Then director Nia DaCosta signed on to helm the film, and one thing became very clear to her: Todd had to appear in the film, but how?
“What’s so interesting is everyone’s like, ‘You have to bring him back, and bring [Virginia Madsen's character] Helen back.’ And it’s like, well, they both aren’t allowed to age, because they’re both ghosts," DaCosta explained on a new episode of Empire's Spoiler Special podcast. "So that’s immediately the trickiest thing about it.”

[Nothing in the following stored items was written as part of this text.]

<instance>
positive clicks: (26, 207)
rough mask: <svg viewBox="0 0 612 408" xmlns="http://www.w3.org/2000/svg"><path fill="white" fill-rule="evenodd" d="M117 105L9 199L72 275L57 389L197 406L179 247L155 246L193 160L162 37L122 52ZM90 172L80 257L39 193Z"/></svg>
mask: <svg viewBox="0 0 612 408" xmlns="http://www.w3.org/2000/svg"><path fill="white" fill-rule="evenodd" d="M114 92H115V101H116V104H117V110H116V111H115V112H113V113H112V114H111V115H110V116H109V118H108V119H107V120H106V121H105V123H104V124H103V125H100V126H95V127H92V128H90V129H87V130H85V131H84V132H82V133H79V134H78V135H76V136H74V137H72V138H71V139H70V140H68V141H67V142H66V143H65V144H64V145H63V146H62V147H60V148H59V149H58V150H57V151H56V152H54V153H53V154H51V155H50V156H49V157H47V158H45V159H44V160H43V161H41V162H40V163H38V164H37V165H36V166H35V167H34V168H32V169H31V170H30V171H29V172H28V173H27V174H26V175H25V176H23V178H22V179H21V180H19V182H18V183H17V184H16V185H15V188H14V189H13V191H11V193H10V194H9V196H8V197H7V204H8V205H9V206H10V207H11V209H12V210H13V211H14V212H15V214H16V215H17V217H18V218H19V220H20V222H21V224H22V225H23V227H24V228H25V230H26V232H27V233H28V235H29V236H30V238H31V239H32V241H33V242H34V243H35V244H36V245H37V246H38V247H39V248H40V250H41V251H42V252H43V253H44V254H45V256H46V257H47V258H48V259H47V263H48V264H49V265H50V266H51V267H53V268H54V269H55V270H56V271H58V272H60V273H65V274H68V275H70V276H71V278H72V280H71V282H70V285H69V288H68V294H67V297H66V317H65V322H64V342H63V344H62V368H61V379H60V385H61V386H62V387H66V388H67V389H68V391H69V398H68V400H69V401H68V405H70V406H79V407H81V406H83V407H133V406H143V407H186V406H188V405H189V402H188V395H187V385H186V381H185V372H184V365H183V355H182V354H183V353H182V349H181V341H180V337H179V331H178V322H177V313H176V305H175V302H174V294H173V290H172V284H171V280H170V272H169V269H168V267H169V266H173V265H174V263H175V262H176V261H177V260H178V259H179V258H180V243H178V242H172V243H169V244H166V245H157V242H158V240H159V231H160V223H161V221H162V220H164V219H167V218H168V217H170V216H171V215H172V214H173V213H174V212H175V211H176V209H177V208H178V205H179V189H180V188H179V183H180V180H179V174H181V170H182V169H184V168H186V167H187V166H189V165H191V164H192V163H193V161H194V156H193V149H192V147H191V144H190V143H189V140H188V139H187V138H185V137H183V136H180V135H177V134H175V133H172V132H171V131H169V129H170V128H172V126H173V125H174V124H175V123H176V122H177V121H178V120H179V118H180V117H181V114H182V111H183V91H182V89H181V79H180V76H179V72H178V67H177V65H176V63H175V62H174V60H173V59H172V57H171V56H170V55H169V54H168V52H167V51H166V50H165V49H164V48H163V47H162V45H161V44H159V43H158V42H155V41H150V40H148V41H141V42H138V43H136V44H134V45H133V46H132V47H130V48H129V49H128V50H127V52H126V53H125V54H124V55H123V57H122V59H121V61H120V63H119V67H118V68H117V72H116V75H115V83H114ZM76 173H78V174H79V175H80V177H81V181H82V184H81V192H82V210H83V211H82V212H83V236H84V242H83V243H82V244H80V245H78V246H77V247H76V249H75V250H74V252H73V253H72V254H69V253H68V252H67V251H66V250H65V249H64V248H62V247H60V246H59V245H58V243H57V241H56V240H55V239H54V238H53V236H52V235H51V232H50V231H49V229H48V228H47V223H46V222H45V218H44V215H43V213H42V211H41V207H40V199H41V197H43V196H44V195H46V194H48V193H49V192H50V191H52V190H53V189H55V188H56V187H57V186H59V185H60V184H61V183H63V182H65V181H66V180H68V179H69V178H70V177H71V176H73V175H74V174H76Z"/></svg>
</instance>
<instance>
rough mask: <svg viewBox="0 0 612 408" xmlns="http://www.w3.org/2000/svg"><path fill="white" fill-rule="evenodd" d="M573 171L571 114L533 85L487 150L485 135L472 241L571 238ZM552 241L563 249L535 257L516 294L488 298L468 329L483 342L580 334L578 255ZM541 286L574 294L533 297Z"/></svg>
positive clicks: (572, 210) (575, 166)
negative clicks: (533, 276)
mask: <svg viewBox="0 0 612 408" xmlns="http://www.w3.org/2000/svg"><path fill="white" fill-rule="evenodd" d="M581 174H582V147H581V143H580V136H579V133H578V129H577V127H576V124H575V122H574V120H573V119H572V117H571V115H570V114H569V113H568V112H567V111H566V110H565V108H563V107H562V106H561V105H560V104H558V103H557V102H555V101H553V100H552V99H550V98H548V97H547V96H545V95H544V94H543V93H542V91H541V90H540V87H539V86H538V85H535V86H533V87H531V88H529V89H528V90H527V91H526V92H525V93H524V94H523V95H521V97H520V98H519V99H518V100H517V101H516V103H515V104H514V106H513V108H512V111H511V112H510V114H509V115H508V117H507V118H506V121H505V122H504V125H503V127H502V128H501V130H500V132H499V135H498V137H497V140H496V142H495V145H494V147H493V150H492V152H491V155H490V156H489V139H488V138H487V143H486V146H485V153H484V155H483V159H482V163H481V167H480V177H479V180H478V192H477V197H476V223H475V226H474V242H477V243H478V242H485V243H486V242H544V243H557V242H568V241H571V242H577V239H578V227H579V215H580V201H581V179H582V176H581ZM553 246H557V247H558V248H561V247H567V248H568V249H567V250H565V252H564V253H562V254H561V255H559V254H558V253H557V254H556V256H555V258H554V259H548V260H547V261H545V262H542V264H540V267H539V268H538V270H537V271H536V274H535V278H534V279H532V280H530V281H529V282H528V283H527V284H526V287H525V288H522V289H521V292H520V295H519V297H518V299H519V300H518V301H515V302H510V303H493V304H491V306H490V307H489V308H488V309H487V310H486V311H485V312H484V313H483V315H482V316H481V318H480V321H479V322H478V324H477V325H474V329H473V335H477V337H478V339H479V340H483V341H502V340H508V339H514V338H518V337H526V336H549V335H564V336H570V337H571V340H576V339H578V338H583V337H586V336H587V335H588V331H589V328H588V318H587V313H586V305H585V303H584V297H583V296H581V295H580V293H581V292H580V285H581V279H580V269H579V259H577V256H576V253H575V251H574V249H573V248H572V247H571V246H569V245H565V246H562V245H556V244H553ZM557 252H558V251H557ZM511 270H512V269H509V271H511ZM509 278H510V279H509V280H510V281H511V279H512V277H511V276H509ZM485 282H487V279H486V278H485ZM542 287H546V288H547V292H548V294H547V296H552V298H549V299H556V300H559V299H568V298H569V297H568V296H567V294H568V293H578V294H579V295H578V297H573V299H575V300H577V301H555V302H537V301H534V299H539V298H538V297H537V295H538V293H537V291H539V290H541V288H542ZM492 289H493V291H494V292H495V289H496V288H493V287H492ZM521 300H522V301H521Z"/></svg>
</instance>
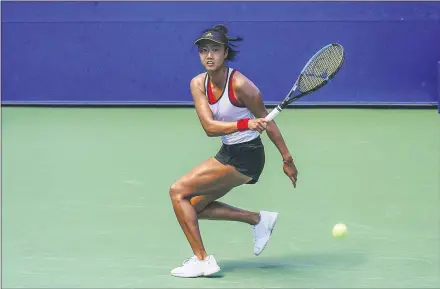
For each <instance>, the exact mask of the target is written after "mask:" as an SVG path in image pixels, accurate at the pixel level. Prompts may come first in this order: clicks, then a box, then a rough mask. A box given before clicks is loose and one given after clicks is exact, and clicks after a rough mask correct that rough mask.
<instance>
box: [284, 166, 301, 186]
mask: <svg viewBox="0 0 440 289" xmlns="http://www.w3.org/2000/svg"><path fill="white" fill-rule="evenodd" d="M283 171H284V173H285V174H286V176H288V177H289V179H290V180H291V181H292V184H293V187H294V188H296V180H297V178H298V170H297V169H296V166H295V163H294V161H293V159H289V160H287V161H284V162H283Z"/></svg>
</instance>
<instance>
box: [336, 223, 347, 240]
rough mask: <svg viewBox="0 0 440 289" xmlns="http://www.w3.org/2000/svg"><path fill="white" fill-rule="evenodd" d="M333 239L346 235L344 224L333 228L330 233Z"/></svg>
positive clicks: (342, 224) (346, 228) (341, 224)
mask: <svg viewBox="0 0 440 289" xmlns="http://www.w3.org/2000/svg"><path fill="white" fill-rule="evenodd" d="M332 234H333V237H336V238H340V237H344V236H345V235H346V234H347V226H346V225H344V224H341V223H339V224H336V225H335V226H334V227H333V231H332Z"/></svg>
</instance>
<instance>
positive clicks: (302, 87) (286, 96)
mask: <svg viewBox="0 0 440 289" xmlns="http://www.w3.org/2000/svg"><path fill="white" fill-rule="evenodd" d="M343 63H344V48H343V47H342V45H340V44H337V43H332V44H329V45H326V46H324V47H323V48H321V49H320V50H319V51H318V52H316V53H315V55H313V57H312V58H310V60H309V61H308V62H307V64H306V65H305V66H304V68H303V70H302V71H301V73H300V75H299V76H298V78H297V79H296V81H295V84H294V85H293V87H292V89H291V90H290V91H289V94H288V95H287V96H286V98H284V100H283V101H282V102H281V103H280V104H279V105H278V106H277V107H276V108H274V109H273V110H272V111H271V112H270V113H269V114H268V115H267V116H266V119H267V120H268V121H271V120H273V119H274V118H275V117H276V116H277V115H278V114H279V113H280V112H281V111H282V110H283V109H284V108H286V107H287V106H288V105H289V104H291V103H292V102H294V101H296V100H298V99H300V98H302V97H303V96H305V95H307V94H310V93H312V92H314V91H317V90H318V89H320V88H321V87H323V86H324V85H326V84H327V83H328V82H329V81H330V80H331V79H332V78H333V77H334V76H335V75H336V73H337V72H338V71H339V69H340V68H341V67H342V64H343ZM297 90H298V92H299V94H297V95H295V96H294V92H295V91H297Z"/></svg>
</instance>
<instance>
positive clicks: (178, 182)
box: [169, 182, 185, 201]
mask: <svg viewBox="0 0 440 289" xmlns="http://www.w3.org/2000/svg"><path fill="white" fill-rule="evenodd" d="M184 192H185V186H184V185H183V184H182V183H181V182H176V183H174V184H172V185H171V186H170V191H169V193H170V197H171V200H172V201H180V200H182V199H183V198H184V196H185V195H184Z"/></svg>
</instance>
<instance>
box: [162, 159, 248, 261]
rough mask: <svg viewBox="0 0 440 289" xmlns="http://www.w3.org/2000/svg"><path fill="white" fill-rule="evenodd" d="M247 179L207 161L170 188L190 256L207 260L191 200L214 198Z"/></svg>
mask: <svg viewBox="0 0 440 289" xmlns="http://www.w3.org/2000/svg"><path fill="white" fill-rule="evenodd" d="M249 180H250V178H249V177H247V176H244V175H242V174H241V173H239V172H238V171H237V170H236V169H235V168H233V167H231V166H225V165H223V164H221V163H220V162H218V161H217V160H216V159H214V158H211V159H208V160H207V161H205V162H203V163H202V164H200V165H199V166H197V167H196V168H194V169H193V170H192V171H191V172H189V173H188V174H187V175H185V176H184V177H182V178H181V179H180V180H178V181H177V182H176V183H175V184H173V185H172V186H171V188H170V196H171V201H172V204H173V208H174V212H175V214H176V217H177V220H178V221H179V224H180V226H181V228H182V230H183V232H184V233H185V236H186V238H187V239H188V242H189V243H190V246H191V248H192V250H193V252H194V254H195V255H196V256H197V258H199V259H200V260H204V259H205V258H206V257H207V253H206V251H205V248H204V246H203V242H202V238H201V235H200V230H199V224H198V218H197V212H196V209H195V208H194V206H193V205H192V204H191V202H190V200H191V197H195V196H196V195H209V196H210V197H211V198H212V199H217V198H219V197H221V196H223V195H224V194H225V193H219V192H229V191H230V190H231V189H232V188H234V187H236V186H239V185H242V184H244V183H246V182H248V181H249Z"/></svg>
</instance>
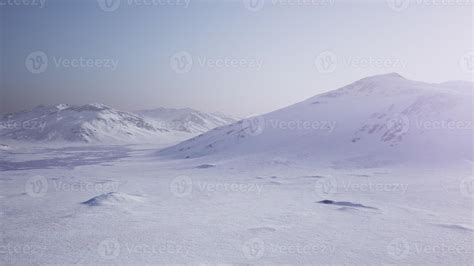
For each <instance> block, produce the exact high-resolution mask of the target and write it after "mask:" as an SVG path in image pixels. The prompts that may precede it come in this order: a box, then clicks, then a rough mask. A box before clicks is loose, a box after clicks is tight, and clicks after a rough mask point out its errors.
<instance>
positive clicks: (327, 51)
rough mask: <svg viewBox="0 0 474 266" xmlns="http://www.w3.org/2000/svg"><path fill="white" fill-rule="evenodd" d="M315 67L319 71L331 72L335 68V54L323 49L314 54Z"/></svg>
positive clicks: (336, 56)
mask: <svg viewBox="0 0 474 266" xmlns="http://www.w3.org/2000/svg"><path fill="white" fill-rule="evenodd" d="M315 64H316V68H317V69H318V72H319V73H332V72H334V71H335V70H336V68H337V56H336V54H335V53H333V52H331V51H325V52H322V53H320V54H319V55H318V56H316V60H315Z"/></svg>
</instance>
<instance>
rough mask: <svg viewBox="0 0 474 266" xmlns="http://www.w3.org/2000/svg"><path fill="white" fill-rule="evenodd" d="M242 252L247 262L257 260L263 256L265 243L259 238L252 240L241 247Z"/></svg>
mask: <svg viewBox="0 0 474 266" xmlns="http://www.w3.org/2000/svg"><path fill="white" fill-rule="evenodd" d="M242 252H243V253H244V256H245V258H247V259H249V260H258V259H260V258H262V257H263V255H265V243H264V242H263V240H262V239H260V238H252V239H249V240H247V241H245V243H244V244H243V245H242Z"/></svg>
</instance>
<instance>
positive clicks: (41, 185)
mask: <svg viewBox="0 0 474 266" xmlns="http://www.w3.org/2000/svg"><path fill="white" fill-rule="evenodd" d="M119 186H120V183H118V182H98V183H94V182H89V183H87V182H82V181H74V182H64V181H61V180H56V179H53V180H48V179H47V178H46V177H44V176H33V177H31V178H29V179H28V181H27V182H26V184H25V191H26V194H28V195H29V196H31V197H34V198H39V197H44V196H45V195H46V193H48V192H51V191H66V192H110V191H118V189H119Z"/></svg>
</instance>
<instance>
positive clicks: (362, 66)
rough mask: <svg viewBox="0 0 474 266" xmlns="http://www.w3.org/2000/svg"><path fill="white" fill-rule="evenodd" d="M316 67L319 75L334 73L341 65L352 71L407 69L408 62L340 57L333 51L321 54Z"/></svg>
mask: <svg viewBox="0 0 474 266" xmlns="http://www.w3.org/2000/svg"><path fill="white" fill-rule="evenodd" d="M314 63H315V66H316V69H317V71H318V72H319V73H322V74H325V73H333V72H334V71H336V69H337V67H338V66H339V65H343V66H346V67H348V68H352V69H368V68H381V69H391V68H406V67H407V65H408V61H407V60H405V59H401V58H381V57H373V56H366V57H364V56H360V57H338V56H337V55H336V54H335V53H334V52H332V51H324V52H321V53H319V54H318V55H317V56H316V58H315V61H314Z"/></svg>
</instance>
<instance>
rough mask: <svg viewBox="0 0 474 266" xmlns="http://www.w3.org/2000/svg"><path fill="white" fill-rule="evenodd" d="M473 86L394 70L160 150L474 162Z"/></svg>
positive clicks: (343, 166)
mask: <svg viewBox="0 0 474 266" xmlns="http://www.w3.org/2000/svg"><path fill="white" fill-rule="evenodd" d="M473 89H474V85H473V83H469V82H448V83H442V84H429V83H423V82H417V81H410V80H407V79H405V78H403V77H402V76H400V75H398V74H396V73H393V74H386V75H380V76H374V77H369V78H365V79H362V80H359V81H357V82H354V83H352V84H350V85H348V86H345V87H343V88H341V89H338V90H335V91H331V92H328V93H323V94H321V95H317V96H315V97H312V98H310V99H308V100H305V101H303V102H301V103H297V104H295V105H292V106H289V107H287V108H283V109H280V110H277V111H274V112H271V113H268V114H264V115H262V116H257V117H254V118H250V119H245V120H242V121H239V122H237V123H234V124H231V125H228V126H223V127H220V128H217V129H215V130H212V131H210V132H207V133H205V134H202V135H200V136H197V137H195V138H192V139H190V140H187V141H184V142H183V143H180V144H178V145H176V146H173V147H169V148H166V149H164V150H162V151H161V152H160V154H161V155H167V156H171V157H174V158H195V157H201V156H218V157H219V158H224V157H227V158H228V157H235V156H242V155H247V154H255V153H262V154H265V153H270V154H282V155H284V156H287V157H292V158H294V159H300V160H308V161H312V162H315V161H318V162H322V161H327V162H328V163H330V164H333V165H339V166H341V167H345V166H347V165H353V164H357V165H359V166H367V167H372V166H377V165H383V164H392V163H401V162H403V163H406V162H408V161H411V162H414V161H417V162H421V161H423V162H428V163H433V162H434V161H439V162H446V161H447V160H455V161H456V160H459V159H465V160H470V161H472V149H471V148H472V147H471V145H469V144H470V143H471V138H472V128H473V127H472V113H473V105H472V95H473V94H472V92H473Z"/></svg>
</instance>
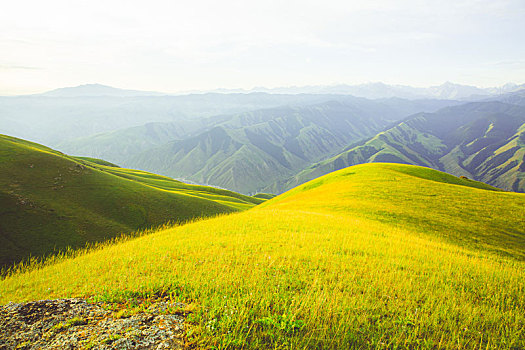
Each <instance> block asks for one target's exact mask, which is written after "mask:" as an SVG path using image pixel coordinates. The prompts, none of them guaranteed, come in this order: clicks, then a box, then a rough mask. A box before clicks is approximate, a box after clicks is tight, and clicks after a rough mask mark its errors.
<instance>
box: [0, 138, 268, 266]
mask: <svg viewBox="0 0 525 350" xmlns="http://www.w3.org/2000/svg"><path fill="white" fill-rule="evenodd" d="M262 201H263V199H258V198H253V197H249V196H244V195H241V194H239V193H235V192H232V191H227V190H224V189H218V188H213V187H208V186H199V185H189V184H185V183H183V182H180V181H177V180H174V179H171V178H168V177H164V176H159V175H156V174H151V173H148V172H144V171H139V170H133V169H124V168H119V167H117V166H115V165H114V164H111V163H108V162H105V161H102V160H98V159H93V158H81V157H79V158H76V157H71V156H68V155H65V154H63V153H61V152H58V151H55V150H53V149H50V148H48V147H45V146H42V145H39V144H36V143H33V142H29V141H25V140H21V139H17V138H14V137H9V136H4V135H0V218H1V220H0V268H2V267H5V266H10V265H11V264H12V263H14V262H18V261H21V260H25V259H28V258H29V257H33V258H41V257H43V256H46V255H48V254H50V253H53V252H57V251H61V250H63V249H66V247H74V248H80V247H83V246H85V244H91V243H94V242H101V241H104V240H107V239H111V238H114V237H118V236H120V235H121V234H122V233H128V234H132V233H133V232H134V231H137V230H145V229H149V228H152V227H158V226H160V225H163V224H165V223H167V222H173V223H181V222H186V221H191V220H193V219H195V218H200V217H210V216H215V215H217V214H224V213H231V212H237V211H240V210H245V209H248V208H251V207H253V206H255V205H256V204H259V203H261V202H262Z"/></svg>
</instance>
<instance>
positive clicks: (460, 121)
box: [265, 102, 525, 192]
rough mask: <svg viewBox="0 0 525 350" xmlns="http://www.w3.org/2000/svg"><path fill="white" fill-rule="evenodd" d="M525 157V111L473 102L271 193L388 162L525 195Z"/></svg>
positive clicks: (393, 137) (399, 133)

DaCosta's Candyman moves the action to present day, and follows an artist named Anthony (Yahya Abdul-Mateen II) who becomes obsessed with the Candyman legend and its prevalence in the Cabrini-Green housing projects. As Anthony undertakes a new art project inspired by the legend, his mind begins to deteriorate, and it becomes clear that Candyman might be something more than an urban folktale.
When it came to Todd, the challenge became how to integrate him into the production in a way that felt both organic and true to his history with the franchise, which left some more obvious ideas on the table.
“The bad version is some weird cameo, like, ‘He’s a guy buying art in the gallery!’,” DaCosta said. “It’s like, no – Tony Todd is Daniel Robitaille, is Candyman, and so we knew that’s what he had to be in the film.”
**Spoilers for the ending of Candyman ahead.**
In the end, DaCosta wound up saving Todd's cameo for the very last scene in the film. Though Robitaille and his story are reference earlier in some of Candyman's dazzling puppetry sequences, the man himself finally appears after Anthony has been shot to death by police in the midst of what turned out to be his own transformation into the new incarnation of Candyman. It's a full-circle moment that builds on the film's idea that Candyman is not one man, but a whole lineage of Black men who've been victims of violence over the years as part of a neverending cycle, something DaCosta noted came a bit later in the writing process than other ideas.
The original script I don’t think had that kernel of an idea in it,” she said. “But what it did have was the idea that Anthony himself would become Candyman at the end of the film. That really spoke to me. I was like, ‘Oh that’s so great, because I really want to talk about the fact that these people we make into martyrs or monsters are humans first of all.’ […] At least for me, it was about making sure we talked about the fact that this was cyclical and that history repeats itself, and this isn’t just an incident that happened to one guy named Daniel Robitaille. It’s actually an environment in which we live that allows for these things to happen over and over again.”
And so, a terrifying cameo was born.
Candyman is in theaters now and arrives on VOD platforms Friday.